Tinham sido dias difíceis. Com o cigarro preso entre os dedos, levei-o a boca e traguei mais uma vez, sentindo a substância percorrer meu corpo e dopar-me. Me aconcheguei na cadeira acolchoada da varanda, vendo o sol desprender seus últimos raios, banhando a rua com seu brilho dourado e transformando o céu numa magnífica aquarela diante dos meus olhos.
Minha mente perturbada implorava por descanso, mas eu não estava disposta a ceder aos seus apelos. Queria mantê-la ativa, recordando cada momento, cada palavra dita e não dita, cada lágrima chorada e cada ato não feito. E o rancor, a melancolia, a angustia; sentimentos esses que faziam meu coração arder em desespero. Eram pesos que eu não carregava há muito tempo, e que resolveram retornar para atormentar-me como antes. Mergulhei na mais profunda lembrança, aquela em que eu tentei extinguir minha vida e chorei. Recordei das palavras dele que pronunciaram seu desejo de estar ao meu lado e, em meio a lágrimas, sorri. Angustiei-me com a lembrança dos que permaneceram ao meu lado e da maneira como eu os estava ignorando há duas semanas, assim sofri.
Acendi outro cigarro e o fumei; desejei que aquilo me envenenasse de tal forma que fosse capaz de anestesiar todos os sentimentos que me bombardearam de uma vez só.
A noite caiu silenciosa e com ela vieram nuvens pesadas e cinzentas que presentearam a cidade com uma chuva torrencial. O céu chorava comigo.
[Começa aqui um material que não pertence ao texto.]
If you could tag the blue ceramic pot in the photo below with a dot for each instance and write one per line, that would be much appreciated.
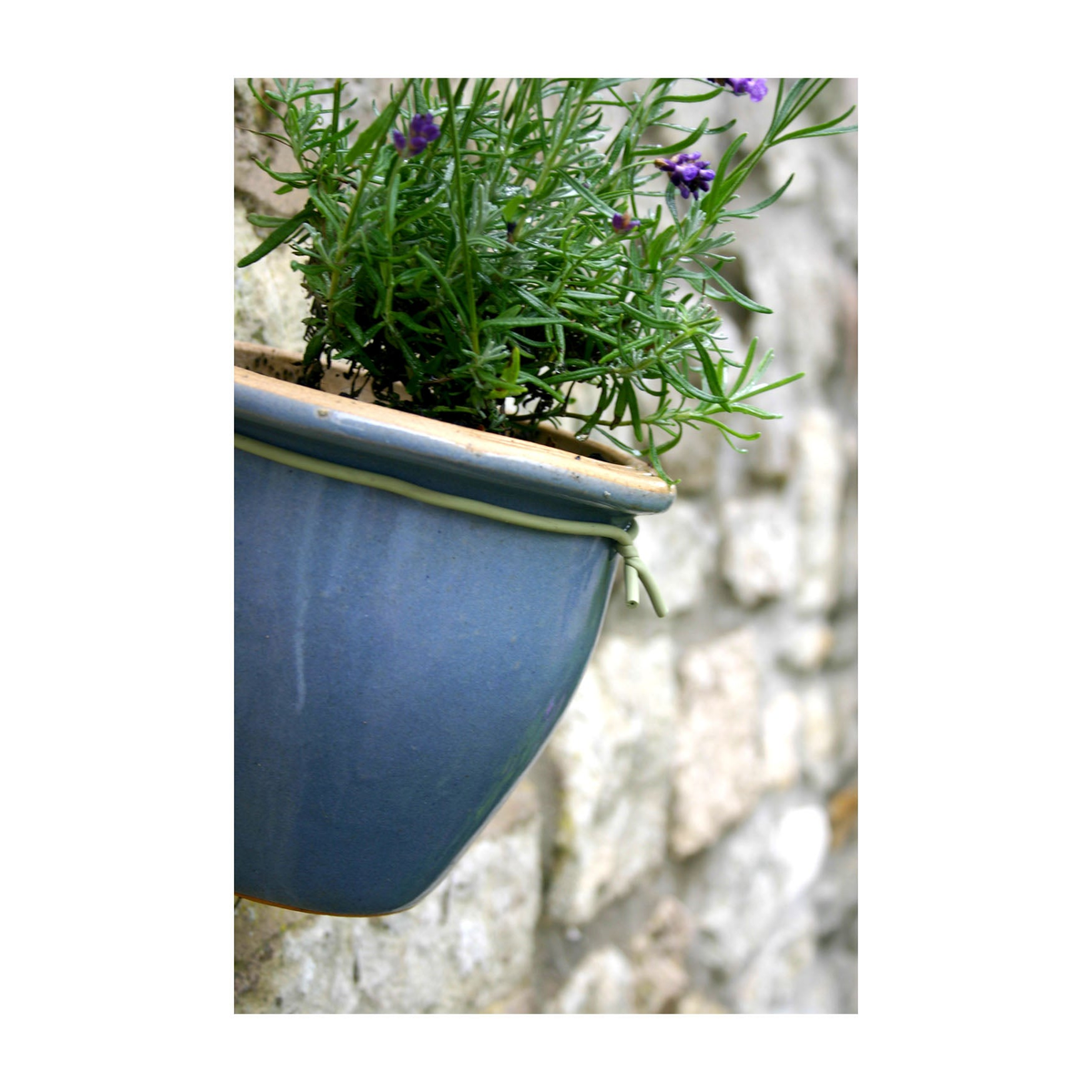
(399, 666)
O vento começou a castigar e eu me perguntei se estaria tão frio lá embaixo quando estava ali, em meu apartamento, 23º andar, cobertura. Perguntei-me ao mesmo tempo o porquê de ter escolhido passar o resto da minha vida aprisionada naquela fortaleza.
Aquela era a minha história. Não existia uma donzela indefesa, muito menos uma bruxa má. Talvez eu fosse ambos as personagens. Um príncipe encantado não iria aparecer e gritar: “jogue suas tranças, princesa, e assim eu te libertarei”. No meu conto, não havia final feliz, tampouco um final trágico, como Romeu e Julieta. No meu conto, o final era imprevisível e complexo.
Abri a porta da varanda e entrei com a roupa úmida, mergulhando no meu maior medo: A escuridão. A partir daquele momento, o breu ambientado ali pareceu não mais me incomodar. Acreditei que tivesse se misturado ao escuro interior que me invadiu como um sopro nos últimos dias.
Fui despindo minhas roupas enquanto caminhava em direção ao quarto, deixando-as pelo caminho. Assim que cheguei, deitei-me na espaçosa cama que providenciei assim que me mudei para ali. Mesmo estando sem nada para cobrir minha pele, eu não sentia frio, embora, ansiasse por uma noite de sono.
Eu sabia que não ia conseguir o que desejava; sabia que em algum lugar da casa, meu celular estava tocando. Sabia também que o telefone convencional da minha casa também estaria tocando se eu não tivesse tirado ele da tomada. Apoiei minha cabeça no travesseiro, chorando mais uma vez e pensei. Relembrei, recordei e pensei mais um pouco. Seria uma longa noite.